Under what conditions does the following result hold? $$ x'y > (<) 0 \Longrightarrow x'Ay \geq (\leq) 0 $$
Does there exist $\varepsilon>0$ such that the following result always holds? $$ x'y > \varepsilon (<-\varepsilon) \Longrightarrow x'Ay \geq (\leq) 0 $$
Your first problem is equivalent to wonder when $\langle x,y\rangle>0$ implies that $\lambda_1x_1y_1+\cdots+\lambda_nx_ny_n>0$ where $\lambda_i\geq 0$ for all $i.$ To see this, just diagonalize $A$ in an orthonormal basis. You are now facing with a problem in $R^{2n}$ with the quadratic forms $(x,y)\mapsto \langle x,y\rangle>0$ or $\lambda_1x_1y_1+\cdots+\lambda_nx_ny_n>0.$ Diagonalizing again, you wonder when $\|x\|^2-\|y\|^2>0$ implies that $$\lambda_1(x_1^2-y_1^2)+\cdots+\lambda_n(x_n^2-y_n^2)>0$$ which seems easier. In particular, without loss of generality you can assume $\|x\|^2=1.$ The problem for $n=2$ now seems quite tractable and gives the ideas for $n>2.$
Edit. Something simpler, using the formula
$$\langle x,y\rangle=\frac{1}{4}(\|x+y\|^2-\|x-y\|^2)$$ and $X=\frac{x+y}{2}$, $Y=\frac{x-y}{2}.$ Therefore $\langle x,y\rangle\geq 0\Leftrightarrow \|X\|^2\geq \|Y\|^2$ and $x^TAy\geq 0\Leftrightarrow X^TAX\geq Y^TAY.$ Without loss of generality we may assume that $$A=\mathrm{diag}(1/a_1^2,\ldots,1/a_n^2)$$ with $$0<a_1\leq a_2\leq \ldots\leq a_n$$ and denote for simplification $R^2(X)=X^TAX.$ The set
$$\mathcal{E}(R)=\{X\in E; R^2(X)\leq R^2\}$$ is an ellipsoid with axis $a_1 R,\ldots,a_n R.$
Proposition: Let $X\in E$ fixed.
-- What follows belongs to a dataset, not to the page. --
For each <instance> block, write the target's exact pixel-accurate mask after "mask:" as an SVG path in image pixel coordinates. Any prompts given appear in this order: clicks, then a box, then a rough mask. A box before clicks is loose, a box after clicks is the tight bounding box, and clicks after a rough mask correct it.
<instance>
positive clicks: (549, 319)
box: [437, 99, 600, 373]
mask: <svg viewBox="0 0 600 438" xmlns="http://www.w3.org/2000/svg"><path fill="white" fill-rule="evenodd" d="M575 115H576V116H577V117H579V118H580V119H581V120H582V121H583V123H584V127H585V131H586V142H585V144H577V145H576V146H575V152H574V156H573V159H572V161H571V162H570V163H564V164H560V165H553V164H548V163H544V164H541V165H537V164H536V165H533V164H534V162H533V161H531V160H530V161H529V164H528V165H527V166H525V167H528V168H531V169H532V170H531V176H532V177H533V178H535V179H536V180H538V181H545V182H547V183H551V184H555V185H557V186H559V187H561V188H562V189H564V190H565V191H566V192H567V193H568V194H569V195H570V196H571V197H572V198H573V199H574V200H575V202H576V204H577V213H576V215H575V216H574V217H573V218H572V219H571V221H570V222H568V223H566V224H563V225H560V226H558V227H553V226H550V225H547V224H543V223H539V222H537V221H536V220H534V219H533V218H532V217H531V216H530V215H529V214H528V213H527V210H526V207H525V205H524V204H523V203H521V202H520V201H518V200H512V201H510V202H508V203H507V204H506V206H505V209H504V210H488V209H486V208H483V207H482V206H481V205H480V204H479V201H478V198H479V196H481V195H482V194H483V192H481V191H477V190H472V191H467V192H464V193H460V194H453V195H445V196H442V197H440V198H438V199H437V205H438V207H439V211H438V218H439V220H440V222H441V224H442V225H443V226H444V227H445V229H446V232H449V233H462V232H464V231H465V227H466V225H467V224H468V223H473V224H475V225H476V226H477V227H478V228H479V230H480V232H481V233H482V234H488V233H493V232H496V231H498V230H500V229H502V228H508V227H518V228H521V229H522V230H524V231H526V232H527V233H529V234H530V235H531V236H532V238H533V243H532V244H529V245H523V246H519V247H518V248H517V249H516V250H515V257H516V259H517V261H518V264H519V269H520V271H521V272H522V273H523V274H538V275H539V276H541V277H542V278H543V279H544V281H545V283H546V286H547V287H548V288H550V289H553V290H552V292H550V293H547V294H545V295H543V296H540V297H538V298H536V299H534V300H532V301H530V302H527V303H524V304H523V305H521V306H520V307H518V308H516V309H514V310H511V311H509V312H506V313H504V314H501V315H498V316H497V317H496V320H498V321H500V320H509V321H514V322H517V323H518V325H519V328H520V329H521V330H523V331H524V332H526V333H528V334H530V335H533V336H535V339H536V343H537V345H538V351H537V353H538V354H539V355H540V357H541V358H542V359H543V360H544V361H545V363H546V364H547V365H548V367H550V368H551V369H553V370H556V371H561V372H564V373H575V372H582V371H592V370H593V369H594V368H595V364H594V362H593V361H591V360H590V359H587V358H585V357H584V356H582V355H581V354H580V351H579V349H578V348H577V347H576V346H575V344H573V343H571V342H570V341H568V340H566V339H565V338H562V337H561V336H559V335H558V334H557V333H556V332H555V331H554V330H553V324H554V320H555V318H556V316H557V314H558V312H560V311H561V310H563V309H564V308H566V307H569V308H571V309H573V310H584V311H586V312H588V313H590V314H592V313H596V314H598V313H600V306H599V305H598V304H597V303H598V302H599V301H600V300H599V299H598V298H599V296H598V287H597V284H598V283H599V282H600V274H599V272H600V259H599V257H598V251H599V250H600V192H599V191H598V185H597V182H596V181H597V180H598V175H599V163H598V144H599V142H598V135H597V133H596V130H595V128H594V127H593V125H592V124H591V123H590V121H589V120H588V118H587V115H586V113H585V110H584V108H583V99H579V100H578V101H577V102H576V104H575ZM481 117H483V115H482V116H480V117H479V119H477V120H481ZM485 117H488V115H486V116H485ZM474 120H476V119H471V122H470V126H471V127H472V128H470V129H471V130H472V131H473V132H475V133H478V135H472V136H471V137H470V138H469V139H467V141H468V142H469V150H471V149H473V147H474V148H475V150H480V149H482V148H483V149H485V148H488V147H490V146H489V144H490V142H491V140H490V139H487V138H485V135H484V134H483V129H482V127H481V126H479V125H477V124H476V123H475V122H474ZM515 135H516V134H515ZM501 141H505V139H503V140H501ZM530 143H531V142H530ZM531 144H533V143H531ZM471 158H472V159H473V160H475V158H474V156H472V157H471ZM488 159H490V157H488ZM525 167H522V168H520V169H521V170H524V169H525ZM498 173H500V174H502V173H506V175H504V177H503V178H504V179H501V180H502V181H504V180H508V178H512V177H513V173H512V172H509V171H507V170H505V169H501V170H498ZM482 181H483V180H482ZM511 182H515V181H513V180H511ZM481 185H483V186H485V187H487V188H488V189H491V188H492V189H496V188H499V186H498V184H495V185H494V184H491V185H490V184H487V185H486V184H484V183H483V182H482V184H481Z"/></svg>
Then every $Y\in E$ which is such that $\|X\|^2\leq \|Y\|^2$ satisfies $R^2(Y)\leq R^2(X)$ if and only if $\|Y\|\leq a_1 R(X).$
The algebraic proof below may seem complicated, while the geometric intuition is simple: fix $X$, draw the ellipsoid $\mathcal{E}(R(X))$ which has $X$ on its boundary, the only acceptable $Y$ are in the ball of radius $a_1 R(X).$
Proof. $\Rightarrow$ If $\|Y\|> a_1R(X)$ then $Y_1=(\|Y\|,0,\ldots,0)$ satisfies $\|X\|^2\leq \|Y_1\|^2$ but also $$R^2(X)=\frac{x_1^2}{a_1^2}+\cdots+\frac{x_n^2}{a_n^2}< \frac{y_1^2+\cdots+y_n^2}{a_1^2}\leq \frac{x_1^2+\cdots+x_n^2}{a_1^2}$$ which implies $$x_2^2\left(\frac{1}{a_2^2}-\frac{1}{a_1^2}\right)+\cdots+x_n^2\left(\frac{1}{a_n^2}-\frac{1}{a_1^2}\right)>0$$ which is impossible since all left hand terms are non positive.
$\Leftarrow.$ Conversely $R^2(Y)\stackrel{(*)}{\leq} \frac{\|Y\|^2}{a_1^2}\stackrel{(**)}{\leq} R^2(X).$ (*) comes from $a_1^2\leq a_i^2$ and (**) comes from the hypothesis.